フーフェルト氏は、BaFinの役割に消費者保護はもちろん含まれるとしつつも、BaFinはシステム上のリスクにしか対処できず、全ての投資家を「彼らの運命」から守ることはできないと述べた。
「我々は昨年11月にICOについて警告したのもそれが理由だ。仮想通貨トークンのボラティリティは高い。我々は一人一人の投資家を彼らの運命から守る。それは国の監督機関の仕事ではない。繰り返しになるが、金融市場全体の安定性が脅かされたり、消費者全体が損害を受けた場合には、我々は規則に従って慎重に振る舞う。それが原則だ」
フーフェルト氏は、ブロックチェーンを破壊的技術だとする一方、今後、真価が問われることになるかもしれないと発言。1991年にマイクロソフトのビル・ゲイツ前CEOが、インターネットは過大評価されたまやかしだと誤った評価をして数年後にその評価を一転させなければならなかったという有名な話を引き合いに出した。
ビットコインとブロックチェーンがまやかしなのか、金融市場を大きく変える可能性のある力を持っているのかという問いにフーフェルト氏は結局答えなかったものの、全体としてはブロックチェーン技術に対して比較的ポジティブなイメージを描いた。
「ブロックチェーンの破壊的な可能性はコスト削減だけにとどまらない。あなたや私が今考えつかないような全く新しいビジネルモデルが生まれるかもしれない。毎日多くの人が、ブロックチェーンのさらなる用途を見つけ出し、広範囲でその技術を活用しようと励んでいる」
一方、仮想通貨に対しては依然として懐疑的な見方を示し、仮想通貨がマネーロンダリングやテロ資金供与に利用されうることは「最悪のケース」と述べた。
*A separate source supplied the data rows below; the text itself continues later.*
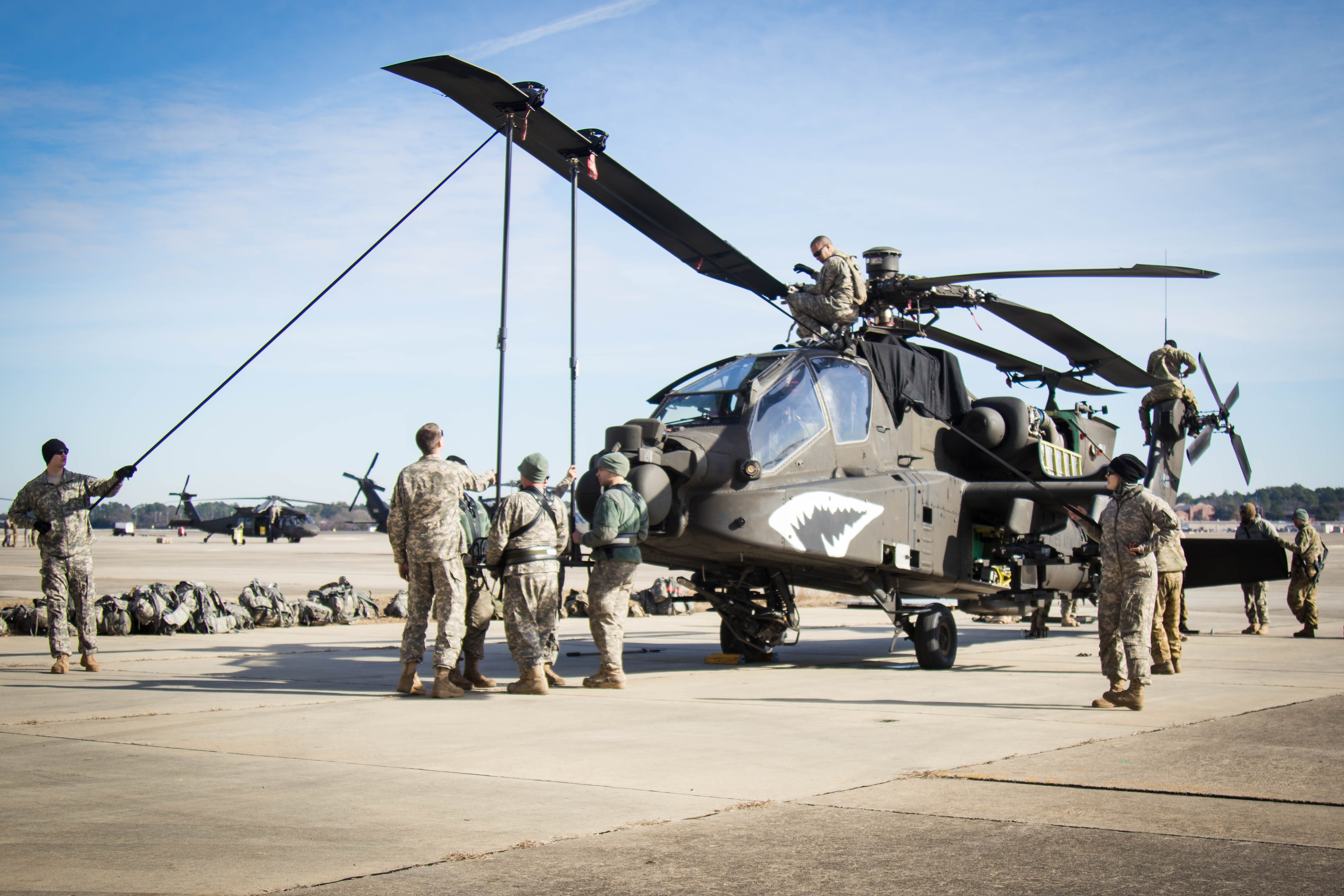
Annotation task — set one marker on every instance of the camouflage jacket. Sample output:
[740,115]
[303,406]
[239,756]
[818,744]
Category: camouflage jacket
[1136,515]
[424,519]
[1257,530]
[841,283]
[621,515]
[1307,551]
[518,511]
[65,507]
[1170,363]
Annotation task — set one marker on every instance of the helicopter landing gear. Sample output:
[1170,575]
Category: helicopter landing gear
[935,636]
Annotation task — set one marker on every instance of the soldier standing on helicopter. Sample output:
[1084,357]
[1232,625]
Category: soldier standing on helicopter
[620,524]
[1169,364]
[1132,530]
[835,299]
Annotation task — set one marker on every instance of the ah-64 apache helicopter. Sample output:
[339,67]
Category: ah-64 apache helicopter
[273,519]
[858,463]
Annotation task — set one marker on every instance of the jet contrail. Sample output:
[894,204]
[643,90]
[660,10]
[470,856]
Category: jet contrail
[597,14]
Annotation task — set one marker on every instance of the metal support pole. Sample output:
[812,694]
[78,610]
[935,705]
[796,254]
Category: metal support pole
[503,335]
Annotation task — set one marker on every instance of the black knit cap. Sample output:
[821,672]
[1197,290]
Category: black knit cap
[53,448]
[1128,468]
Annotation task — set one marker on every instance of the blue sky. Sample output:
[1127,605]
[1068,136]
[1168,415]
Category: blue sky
[179,179]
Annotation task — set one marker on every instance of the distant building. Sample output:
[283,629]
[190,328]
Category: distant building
[1195,512]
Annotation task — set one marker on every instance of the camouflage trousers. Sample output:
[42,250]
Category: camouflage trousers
[531,604]
[820,312]
[480,608]
[1167,617]
[609,602]
[1302,600]
[69,582]
[439,586]
[1257,604]
[1125,625]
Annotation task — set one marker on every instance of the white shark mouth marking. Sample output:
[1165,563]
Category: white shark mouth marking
[823,520]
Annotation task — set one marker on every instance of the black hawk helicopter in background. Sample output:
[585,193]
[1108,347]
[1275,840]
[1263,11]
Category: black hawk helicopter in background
[859,464]
[273,519]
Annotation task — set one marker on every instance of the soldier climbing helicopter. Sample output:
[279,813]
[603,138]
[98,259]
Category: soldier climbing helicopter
[857,461]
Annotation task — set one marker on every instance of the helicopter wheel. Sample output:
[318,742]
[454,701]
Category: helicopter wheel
[730,643]
[936,639]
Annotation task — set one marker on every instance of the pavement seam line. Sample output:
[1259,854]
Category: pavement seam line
[363,765]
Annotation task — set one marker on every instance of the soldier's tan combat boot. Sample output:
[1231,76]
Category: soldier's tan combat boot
[444,686]
[1108,700]
[608,676]
[411,682]
[530,682]
[1132,698]
[473,675]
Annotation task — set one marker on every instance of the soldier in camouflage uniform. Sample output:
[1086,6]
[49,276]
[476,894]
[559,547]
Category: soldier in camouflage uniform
[1134,528]
[1169,364]
[56,506]
[620,524]
[1256,528]
[527,535]
[1171,575]
[424,526]
[835,299]
[1303,578]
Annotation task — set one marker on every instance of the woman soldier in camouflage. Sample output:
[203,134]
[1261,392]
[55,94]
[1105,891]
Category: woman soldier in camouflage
[1134,528]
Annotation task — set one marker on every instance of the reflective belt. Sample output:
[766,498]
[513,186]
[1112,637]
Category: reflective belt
[529,555]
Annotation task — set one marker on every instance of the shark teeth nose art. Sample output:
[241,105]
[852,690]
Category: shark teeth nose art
[823,520]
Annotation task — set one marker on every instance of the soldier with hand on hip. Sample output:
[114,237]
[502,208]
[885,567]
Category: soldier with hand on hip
[1255,528]
[527,537]
[620,524]
[1308,559]
[1132,530]
[57,504]
[424,526]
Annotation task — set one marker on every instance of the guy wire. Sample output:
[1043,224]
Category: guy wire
[304,309]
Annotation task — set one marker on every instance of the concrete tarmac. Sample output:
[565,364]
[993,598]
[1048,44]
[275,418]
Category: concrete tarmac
[281,758]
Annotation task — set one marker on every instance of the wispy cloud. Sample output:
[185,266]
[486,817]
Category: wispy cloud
[569,23]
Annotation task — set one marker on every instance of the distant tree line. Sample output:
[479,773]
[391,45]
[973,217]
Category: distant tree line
[1276,502]
[158,516]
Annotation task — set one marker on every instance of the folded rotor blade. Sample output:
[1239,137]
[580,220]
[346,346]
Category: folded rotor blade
[1080,348]
[1011,363]
[1138,271]
[1240,451]
[1201,444]
[1210,381]
[553,143]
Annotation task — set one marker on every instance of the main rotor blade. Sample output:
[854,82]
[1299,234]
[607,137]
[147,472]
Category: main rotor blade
[1240,451]
[553,143]
[1166,272]
[1211,388]
[1011,363]
[1080,348]
[1199,445]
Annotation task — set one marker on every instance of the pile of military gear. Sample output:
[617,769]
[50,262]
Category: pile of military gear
[268,606]
[342,602]
[665,598]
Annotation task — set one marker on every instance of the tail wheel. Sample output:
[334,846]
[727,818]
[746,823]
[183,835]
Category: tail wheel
[936,639]
[730,643]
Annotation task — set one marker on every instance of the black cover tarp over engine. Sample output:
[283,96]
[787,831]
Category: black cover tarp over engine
[927,381]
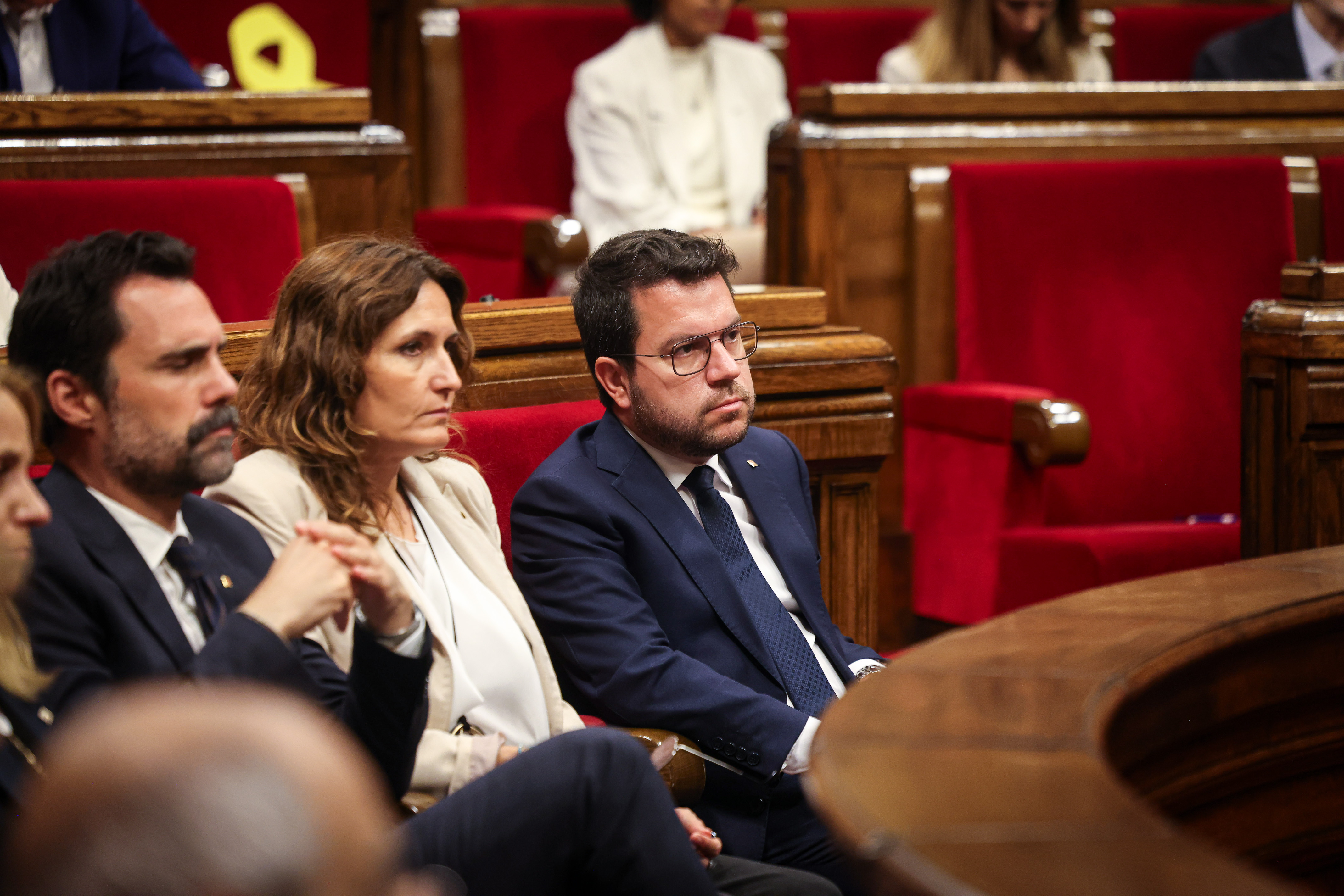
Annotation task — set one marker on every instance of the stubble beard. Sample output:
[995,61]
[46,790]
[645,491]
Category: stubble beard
[154,464]
[690,438]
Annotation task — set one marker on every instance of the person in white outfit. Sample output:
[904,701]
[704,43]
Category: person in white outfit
[670,130]
[998,41]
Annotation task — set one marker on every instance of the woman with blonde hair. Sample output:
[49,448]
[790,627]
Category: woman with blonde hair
[998,41]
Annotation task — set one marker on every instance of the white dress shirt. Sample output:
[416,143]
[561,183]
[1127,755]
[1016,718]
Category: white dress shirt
[1319,54]
[152,542]
[678,471]
[496,686]
[29,36]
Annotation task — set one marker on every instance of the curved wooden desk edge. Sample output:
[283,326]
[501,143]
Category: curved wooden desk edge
[976,764]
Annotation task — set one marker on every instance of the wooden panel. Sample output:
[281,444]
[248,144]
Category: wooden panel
[226,109]
[1009,758]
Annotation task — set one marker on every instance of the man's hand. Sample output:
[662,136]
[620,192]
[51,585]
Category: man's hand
[305,585]
[705,840]
[388,608]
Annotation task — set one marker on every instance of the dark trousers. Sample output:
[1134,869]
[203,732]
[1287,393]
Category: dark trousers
[582,813]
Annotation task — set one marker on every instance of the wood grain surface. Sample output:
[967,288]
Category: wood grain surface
[1145,739]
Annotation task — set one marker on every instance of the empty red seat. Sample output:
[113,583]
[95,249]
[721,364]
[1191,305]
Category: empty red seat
[245,230]
[1160,43]
[508,444]
[518,72]
[844,45]
[1120,287]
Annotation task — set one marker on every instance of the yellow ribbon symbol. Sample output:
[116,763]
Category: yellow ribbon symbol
[269,26]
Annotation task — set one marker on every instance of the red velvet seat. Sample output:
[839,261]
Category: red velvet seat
[1160,43]
[510,444]
[518,72]
[1332,206]
[1120,287]
[844,45]
[245,230]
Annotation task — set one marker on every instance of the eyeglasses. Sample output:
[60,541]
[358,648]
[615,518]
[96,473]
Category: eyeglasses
[693,355]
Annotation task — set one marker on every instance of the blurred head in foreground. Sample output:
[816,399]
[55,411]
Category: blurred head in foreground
[178,790]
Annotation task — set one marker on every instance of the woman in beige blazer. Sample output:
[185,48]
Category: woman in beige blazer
[344,415]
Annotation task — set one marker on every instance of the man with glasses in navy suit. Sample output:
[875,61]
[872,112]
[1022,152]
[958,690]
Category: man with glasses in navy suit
[670,555]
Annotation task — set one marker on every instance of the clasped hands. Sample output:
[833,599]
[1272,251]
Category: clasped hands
[323,573]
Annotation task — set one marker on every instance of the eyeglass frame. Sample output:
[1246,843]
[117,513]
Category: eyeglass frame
[710,335]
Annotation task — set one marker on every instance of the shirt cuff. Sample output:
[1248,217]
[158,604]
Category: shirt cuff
[800,758]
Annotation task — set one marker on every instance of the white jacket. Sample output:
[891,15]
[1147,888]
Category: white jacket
[631,170]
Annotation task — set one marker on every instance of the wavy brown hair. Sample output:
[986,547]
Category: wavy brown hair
[957,43]
[299,395]
[18,670]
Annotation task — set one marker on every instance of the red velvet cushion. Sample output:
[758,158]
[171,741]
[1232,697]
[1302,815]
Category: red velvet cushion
[976,410]
[518,72]
[511,442]
[1332,206]
[1160,43]
[339,31]
[484,244]
[245,230]
[1121,285]
[844,45]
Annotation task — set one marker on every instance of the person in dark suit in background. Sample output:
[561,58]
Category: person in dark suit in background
[1306,43]
[670,554]
[22,509]
[77,46]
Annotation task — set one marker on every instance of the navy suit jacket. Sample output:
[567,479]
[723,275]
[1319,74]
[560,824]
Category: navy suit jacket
[1261,52]
[97,617]
[640,615]
[105,45]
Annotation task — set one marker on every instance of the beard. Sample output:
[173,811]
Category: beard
[690,437]
[151,463]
また、BaFinは世界中の規制機関と連携・協力し、「国際基準と国際的な監督基準の形成」に向けて努力すべきだと続けた。
同氏は4月、BaFinテック2018会議の開会挨拶の中で、仮想通貨規制に関する慎重な対応を呼びかけた。ブロックチェーン規制は、ブロックチェーンがもたらすチャンスを潰すことなくリスクを抑えるものでなければならないと述べた。